El pastel más delicioso de este otoño — preparamos pastel de sémola de calabaza con kéfir, limón y pasas
Tiempo de preparación: 1 hora y 45 minutos
Número de porciones: 8

El maná se ha convertido desde hace mucho en el símbolo del pastel improvisado, cuando los invitados están casi en la puerta y usted, como de costumbre, no ha comprado nada dulce para el té. El maná con calabaza es otra historia. Ante todo, la mejor época para él es la cosecha otoñal de las verduras 'rojas', por lo que en esa temporada el pastel resulta mucho más sabroso. No es tan sencillo de preparar, aunque no requiere habilidades culinarias especiales. Un poco de tiempo libre y el deseo de obsequiar a sus seres queridos o a esos mismos invitados con un manjar inusual: es un excelente motivo para hornear un pastel maravilloso y colorido. Aunque no se pueda decir de él 'rápido y sabroso', por el 'sabroso' vale la pena sacrificar un poco de 'rápido'.
Ingredientes:
- calabaza – 350-400 gramos;
- sémola – 1 vaso;
- harina de trigo – 1 taza;
- azúcar – 1 taza para la masa y 3 cucharadas para el almíbar;
- kéfir – 1 vaso;
- huevos de gallina – 2 unidades;
- mantequilla – 100 gramos;
- limón – 1 unidad;
- pasas – un puñado;
- azúcar de vainilla – 1 cucharadita;
- levadura en polvo – 2 cucharaditas;
- azúcar glas – para espolvorear el pastel;
- aceite vegetal – para engrasar el molde.
Qué más se necesita:
- tabla de cortar y cuchillo;
- pelador de verduras ('económico');
- báscula de cocina;
- vaso para medir ingredientes;
- cacerola pequeña;
- dos cuencos hondos – uno de gran tamaño;
- rallador;
- cuchara sopera y cucharadita;
- tenedor;
- horno.
El proceso de preparación
- Lo primero es sacar la mantequilla del refrigerador para que se temple a temperatura ambiente.

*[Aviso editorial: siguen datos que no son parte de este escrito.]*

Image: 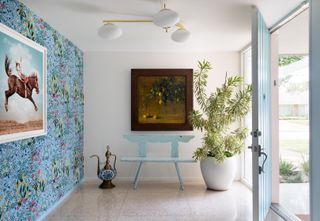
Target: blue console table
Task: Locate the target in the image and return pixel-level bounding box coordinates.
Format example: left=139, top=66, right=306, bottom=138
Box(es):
left=121, top=134, right=196, bottom=190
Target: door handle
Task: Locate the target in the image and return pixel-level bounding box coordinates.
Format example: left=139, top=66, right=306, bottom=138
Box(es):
left=259, top=150, right=268, bottom=174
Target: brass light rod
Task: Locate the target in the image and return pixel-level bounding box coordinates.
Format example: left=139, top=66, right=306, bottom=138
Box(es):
left=103, top=19, right=152, bottom=23
left=103, top=19, right=184, bottom=29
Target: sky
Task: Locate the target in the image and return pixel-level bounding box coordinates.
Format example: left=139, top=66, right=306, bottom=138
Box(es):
left=0, top=29, right=43, bottom=123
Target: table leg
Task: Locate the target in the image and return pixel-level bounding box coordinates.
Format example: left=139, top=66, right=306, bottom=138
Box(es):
left=174, top=162, right=184, bottom=190
left=134, top=161, right=142, bottom=189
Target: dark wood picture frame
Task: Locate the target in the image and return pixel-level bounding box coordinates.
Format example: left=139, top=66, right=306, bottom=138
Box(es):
left=131, top=69, right=193, bottom=131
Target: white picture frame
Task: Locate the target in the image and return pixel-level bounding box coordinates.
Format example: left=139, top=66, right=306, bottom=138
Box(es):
left=0, top=23, right=47, bottom=144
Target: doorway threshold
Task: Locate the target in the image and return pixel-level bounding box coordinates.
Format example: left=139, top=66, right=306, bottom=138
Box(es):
left=271, top=203, right=301, bottom=221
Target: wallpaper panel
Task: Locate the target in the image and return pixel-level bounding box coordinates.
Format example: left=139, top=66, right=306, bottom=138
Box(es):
left=0, top=0, right=84, bottom=221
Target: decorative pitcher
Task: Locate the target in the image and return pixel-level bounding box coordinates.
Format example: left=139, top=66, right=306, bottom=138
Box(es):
left=90, top=145, right=117, bottom=189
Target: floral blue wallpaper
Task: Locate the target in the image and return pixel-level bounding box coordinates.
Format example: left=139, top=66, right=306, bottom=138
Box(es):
left=0, top=0, right=84, bottom=221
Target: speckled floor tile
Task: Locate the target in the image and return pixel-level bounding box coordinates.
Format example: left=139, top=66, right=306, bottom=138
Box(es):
left=47, top=181, right=252, bottom=221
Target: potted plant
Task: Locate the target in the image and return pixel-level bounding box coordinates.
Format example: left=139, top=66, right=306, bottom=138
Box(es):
left=190, top=61, right=252, bottom=190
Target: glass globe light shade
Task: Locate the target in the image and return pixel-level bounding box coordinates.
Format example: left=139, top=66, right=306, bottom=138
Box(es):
left=153, top=8, right=180, bottom=28
left=98, top=23, right=122, bottom=40
left=171, top=28, right=191, bottom=42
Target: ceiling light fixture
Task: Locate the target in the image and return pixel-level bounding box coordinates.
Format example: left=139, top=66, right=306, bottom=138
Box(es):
left=98, top=4, right=191, bottom=42
left=153, top=4, right=180, bottom=29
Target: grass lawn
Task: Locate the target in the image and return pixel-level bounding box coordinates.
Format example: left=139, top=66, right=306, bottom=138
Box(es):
left=280, top=139, right=309, bottom=154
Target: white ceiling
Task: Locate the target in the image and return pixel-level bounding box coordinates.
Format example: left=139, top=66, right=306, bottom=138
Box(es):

Ahora mezclaremos la sémola con el kéfir en un cuenco aparte y lo dejaremos reposar así durante media hora, para que la sémola se hinche bien y absorba el líquido.
- Ahora nos ocuparemos de la calabaza y el rallador. Primero, pele la verdura, retire las semillas y luego rállela con un rallador mediano o grueso. Tenga cuidado al usar este utensilio de cocina: los trozos de calabaza tienen una superficie bastante resbaladiza, por lo que podría rallar accidentalmente la punta del dedo en lugar de la verdura.
- Ahora, con un rallador fino, ralle la cáscara del limón. Actúe con mucho cuidado: si se excede, la parte blanca de la cáscara, que amarga mucho, terminará en la ralladura.
Exprima todo el jugo del mismo limón. Por cierto, para que suelte mejor el jugo, primero debe rodar el limón sobre la mesa presionándolo fuerte, luego cortarlo por la mitad, y entonces el jugo fluirá a raudales, ¡solo tenga a mano un cuenco o una taza!
- Frote la mantequilla blanda con un tenedor junto con un vaso de azúcar normal y una cucharada de azúcar de vainilla hasta obtener una masa homogénea. Bata los huevos en la mezcla de azúcar y mantequilla y mezcle con el mismo tenedor hasta que esté uniforme.
- Encienda el horno a 180–200 grados ahora mismo, para que se precaliente en el momento adecuado. Una receta paso a paso para pasteles no siempre resulta secuencial, ya que ahorrar tiempo no solo es agradable sino también útil. Combine las dos mezclas: la de azúcar y mantequilla y la de sémola y kéfir. Mezcle bien con una cuchara o un tenedor.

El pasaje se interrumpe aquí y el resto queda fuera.